THE STAMP, 10min., USA, Comedy
Directed by Sharon Mayo
A satire on how to complete a task within government bureaucracy.
I graduated from NYU University in 2001 and ended up working in post production for 15 years in different spaces -- the government space, the corporate space and the broadcast space just to name a few.
One of my most infuriating jobs was for a government contractor. I'm a woman with a high work ethic who likes to get tasks done in the most efficient manner to make the most of my time. This short film is based upon my experiences of being too much of a go-getter, too ambitious, too much in general for a government space. When I tried to conform to the job, I found myself miserable and felt that my talents were being wasted.
In retrospect, I now realize the importance of working in an environment that encourages innovation and imagination is key to uplifting society as a whole.
I made this film to highlight three main statements:
1. Your environment can kill your creativity and imagination if you stay within it long enough.
2. There's a reason why the energy at the DMV or the Post Office can be somewhat suicidal and,
3. A new job may promise money for financial freedom but can be at the cost of your mental health.
Wrap this all up in a package (where my strengths are in post and improvisational comedy) and the results are the short film satire, The Stamp.
Get to know the filmmaker:
1. What motivated you to make this film?
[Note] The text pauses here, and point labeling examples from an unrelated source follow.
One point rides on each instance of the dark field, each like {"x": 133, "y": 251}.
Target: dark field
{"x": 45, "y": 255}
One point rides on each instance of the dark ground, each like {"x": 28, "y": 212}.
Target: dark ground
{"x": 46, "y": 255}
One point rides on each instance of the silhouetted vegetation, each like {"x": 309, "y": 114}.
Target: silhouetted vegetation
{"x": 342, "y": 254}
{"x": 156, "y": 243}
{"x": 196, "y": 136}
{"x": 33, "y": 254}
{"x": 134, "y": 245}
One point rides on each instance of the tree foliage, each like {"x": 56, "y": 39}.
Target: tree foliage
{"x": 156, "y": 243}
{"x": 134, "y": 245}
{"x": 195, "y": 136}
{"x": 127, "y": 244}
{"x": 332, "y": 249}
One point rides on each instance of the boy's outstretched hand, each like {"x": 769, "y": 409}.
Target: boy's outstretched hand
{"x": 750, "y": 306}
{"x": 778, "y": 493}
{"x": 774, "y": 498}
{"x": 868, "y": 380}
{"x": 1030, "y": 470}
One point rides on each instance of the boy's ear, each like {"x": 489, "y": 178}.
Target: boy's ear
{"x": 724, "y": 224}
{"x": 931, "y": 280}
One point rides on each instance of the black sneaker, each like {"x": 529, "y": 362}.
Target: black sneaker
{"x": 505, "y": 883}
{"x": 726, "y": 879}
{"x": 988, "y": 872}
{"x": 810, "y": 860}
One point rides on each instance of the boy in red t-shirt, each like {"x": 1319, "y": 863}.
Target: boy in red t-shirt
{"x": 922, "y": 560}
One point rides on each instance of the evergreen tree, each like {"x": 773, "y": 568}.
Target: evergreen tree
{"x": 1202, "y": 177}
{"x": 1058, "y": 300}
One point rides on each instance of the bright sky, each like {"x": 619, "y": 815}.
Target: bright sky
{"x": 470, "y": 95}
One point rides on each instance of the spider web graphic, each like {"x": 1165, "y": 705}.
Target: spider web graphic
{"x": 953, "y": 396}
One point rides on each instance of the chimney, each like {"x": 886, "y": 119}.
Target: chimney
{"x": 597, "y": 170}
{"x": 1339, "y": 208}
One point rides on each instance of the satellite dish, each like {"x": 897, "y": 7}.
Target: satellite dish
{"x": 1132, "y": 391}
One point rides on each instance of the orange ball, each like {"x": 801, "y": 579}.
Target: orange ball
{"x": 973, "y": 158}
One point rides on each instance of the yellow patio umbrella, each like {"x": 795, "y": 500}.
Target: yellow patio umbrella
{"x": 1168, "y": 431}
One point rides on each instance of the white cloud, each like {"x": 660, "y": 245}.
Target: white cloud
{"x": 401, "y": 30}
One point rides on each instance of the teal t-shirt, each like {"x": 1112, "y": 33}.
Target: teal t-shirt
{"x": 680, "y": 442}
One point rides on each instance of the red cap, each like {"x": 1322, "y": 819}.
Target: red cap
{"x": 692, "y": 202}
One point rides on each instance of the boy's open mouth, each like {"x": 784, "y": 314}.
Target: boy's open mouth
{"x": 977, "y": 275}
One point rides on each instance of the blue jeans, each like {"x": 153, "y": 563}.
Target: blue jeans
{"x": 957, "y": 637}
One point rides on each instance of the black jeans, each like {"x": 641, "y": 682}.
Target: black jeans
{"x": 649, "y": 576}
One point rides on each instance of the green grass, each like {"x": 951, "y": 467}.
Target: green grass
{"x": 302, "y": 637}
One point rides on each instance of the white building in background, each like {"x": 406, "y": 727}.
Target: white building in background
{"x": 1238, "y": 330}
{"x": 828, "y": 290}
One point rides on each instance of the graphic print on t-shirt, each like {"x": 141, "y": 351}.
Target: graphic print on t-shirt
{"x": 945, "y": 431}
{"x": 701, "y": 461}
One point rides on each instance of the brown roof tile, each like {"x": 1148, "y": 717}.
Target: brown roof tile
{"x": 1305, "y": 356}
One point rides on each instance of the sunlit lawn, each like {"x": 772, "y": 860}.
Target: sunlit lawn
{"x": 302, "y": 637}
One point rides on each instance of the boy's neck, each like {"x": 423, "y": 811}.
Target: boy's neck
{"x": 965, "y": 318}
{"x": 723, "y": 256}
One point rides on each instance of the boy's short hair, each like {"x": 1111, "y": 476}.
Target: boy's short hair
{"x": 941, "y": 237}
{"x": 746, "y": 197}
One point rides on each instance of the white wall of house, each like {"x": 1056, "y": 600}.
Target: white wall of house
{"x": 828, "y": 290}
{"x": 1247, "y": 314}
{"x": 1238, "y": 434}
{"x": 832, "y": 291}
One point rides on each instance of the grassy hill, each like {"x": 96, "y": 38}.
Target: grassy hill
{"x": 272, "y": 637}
I used to be a government contractor and one day, the person who did a specific task was out for the day. I thought I was doing everyone a favor when I decided to do it myself so I can finish my assignment early. Apparently not. I was told that I was threatening other people's job for going above and beyond, so I wanted to examine that under a comedic lens.
2. From the idea to the finished product, how long did it take for you to make this film? This took about a year. I came up with the idea in September/October 2021 when I started graduate school, we shot it in late January or March -- I don't recall because our shoot was postponed twice. First, our lead actor got strep and I didn't want to recast. Then, New York was hit with omicron variant of COVID, so we had to reschedule again for everyone's safety. Then, post and audience feedback started my second year at Columbia and now, I'm trying to figure out how to navigate the festival circuit for the first time.
3. How would you describe your film in two words!? Save Yourself.
4. What was the biggest obstacle you faced in completing this film? I didn't back up my footage and my drive died! So ALWAYS backup your footage. I had to cobble together the rough cut exports and recut it somehow that it wasn't completely a waste of everyone's time. However, using a second generation of footage affected the look of the film. I was hoping audiences will forgive the technical misgivings if they are entertained by the story.
5. What were your initial reactions when watching the audience talking about your film in the feedback video? I can't believe a bunch of strangers who don't know me or these actors think this is funny! And they understood the story I was trying to tell. It's nerve-racking when you start showing films to people who have no idea who you are.
6. When did you realize that you wanted to make films? When I realized I am one of those people that has something to say. Doing it through film was the best way to communicate to a vast audience.
7. What film have you seen the most in your life? Seven by David Fincher
8. What other elements of the festival experience can we and other festivals implement to satisfy you and help you further your filmmaking career? What this program is doing is already great. I guess, where to go from here? Other festival suggestions?
9. You submitted to the festival via FilmFreeway. How has your experiences been working on the festival platform site? Great.
10. What is your favorite meal? A full dinner at Mama's Fish House in Maui, Hawaii. I had the best dinner of my life there and that was a decade ago.
11. What is next for you? A new film? I'm a creative producing concentrate, so primary focus is graduation. I'm currently in preproduction on two thesis films -- a western with two lady outlaws and a workplace musical.